A lot of people were involved for no doubt different reasons and some may have had the noblest of intentions. But the "we" has to be the U.S. government and Paul Bremer's 100 laws for Iraq killed any legitimacy that any decent argument might have. You can't argue that we were trying to "help" Iraq or the Iraqis when we imposed on them laws that we simply WILL NOT HAVE for ourselves. Examples:
Order No. 17: Full immunity from Iraqi laws for foreign contractors. (Would we allow Toyota or Siemans management to kill Americans with, say, unsafe products that they knew about and be immune from American laws?)
Order No. 49: Caps income tax at 15% for both corporations and individuals. (Would we accept a foreign power's control of our tax structure, imposing on us the amount of public spending we can do and how we fund it?)
The 100 orders, imposed by U.S. force while U.S. forces could not maintain basic order or protect the country's health and safety infrastructure, aimed at turning Iraq into a pluckable chicken for international corporations.

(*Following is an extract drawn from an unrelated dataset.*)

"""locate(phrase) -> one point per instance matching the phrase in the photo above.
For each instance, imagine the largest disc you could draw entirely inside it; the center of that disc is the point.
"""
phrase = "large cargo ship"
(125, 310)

If our intentions were so honorable, we would let the "liberated" Iraqis determine for themselves access to and control of the resources and economic structures within their borders. Instead the U.S. government has assiduously pursued the exploitation of the prostrate country, while claiming to be seeking the good of the ungrateful people by giving them "democracy". That is, they can have elections for officials who cannot change the 100 Orders. That's not democracy and it's certainly not honorable.